Monday, Aug. 04, 1947

Enthronement

For Quebec City it was a great day. Flags and bunting had been hung from public buildings and churches; prominent among the decorations were the yellow and white colors of the papacy and nostalgic fleurs-de-lis. Bells of 27 Roman Catholic churches pealed a welcome. From behind grey clouds the sun burst forth, as the car bearing the tall, 42-year-old archbishop-designate, the Most Rev. Maurice Roy, drove through the crowded streets. Women pushed to the car's side, held up their children for a blessing. Msgr. Roy had arrived for his consecration as the eleventh archbishop of the Dominion's oldest diocese.

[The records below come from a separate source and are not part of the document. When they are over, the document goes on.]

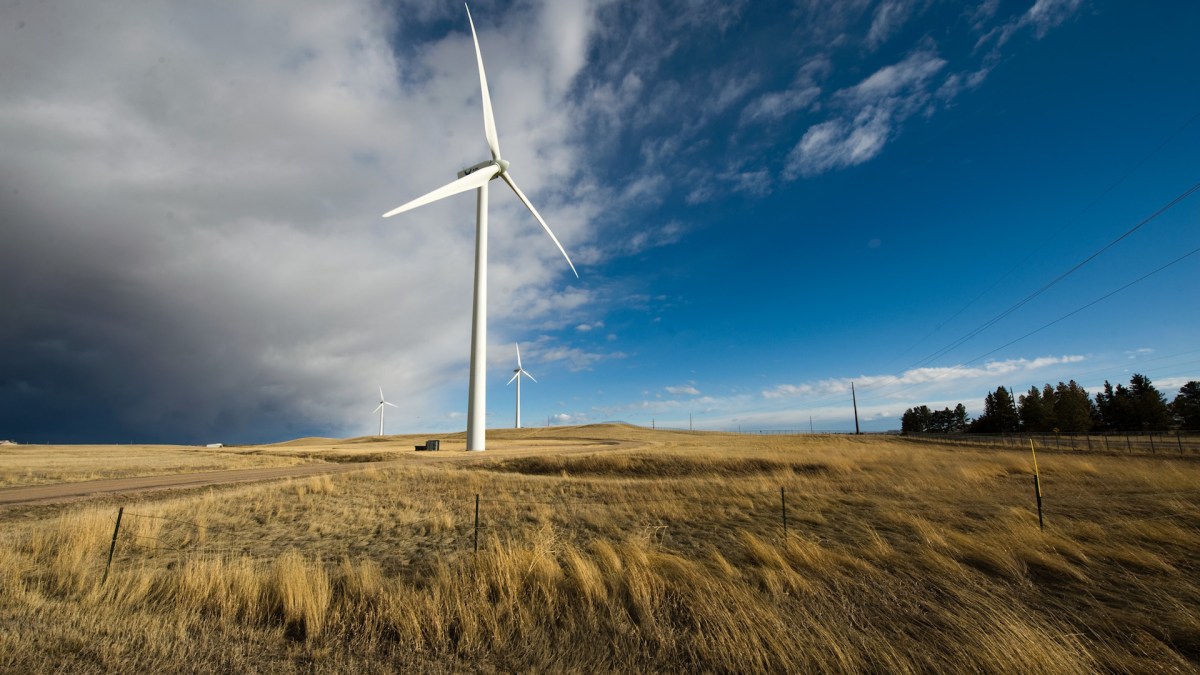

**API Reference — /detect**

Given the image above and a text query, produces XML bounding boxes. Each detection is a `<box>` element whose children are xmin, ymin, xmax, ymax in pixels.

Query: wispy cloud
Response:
<box><xmin>762</xmin><ymin>354</ymin><xmax>1086</xmax><ymax>399</ymax></box>
<box><xmin>784</xmin><ymin>50</ymin><xmax>946</xmax><ymax>178</ymax></box>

At the archiepiscopal palace on the city heights, the new archbishop took his vows before the Quebec Metropolitan Chapter. Then, changing from robes of violet to robes of white, he proceeded to the nearby Basilica of Notre Dame (the same church in which he had been baptised, confirmed, and ordained) for the ritual of enthronement. With all the solemnity that bespeaks the age-old traditions of the Church, the Apostolic Delegate, Monsignor Ildebrando Antoniutti, bestowed upon him the crosier, symbolic of his office, then led him to the archiepiscopal throne.

Suspended from the ceiling of the basilica, high above the Archbishop's head, were the red hats of his four immediate predecessors as archbishop of Quebec, the late Cardinals Taschereau, Begin, Rouleau and Villeneuve. Quebeckers felt sure that some day soon their new archbishop would receive the red hat himself.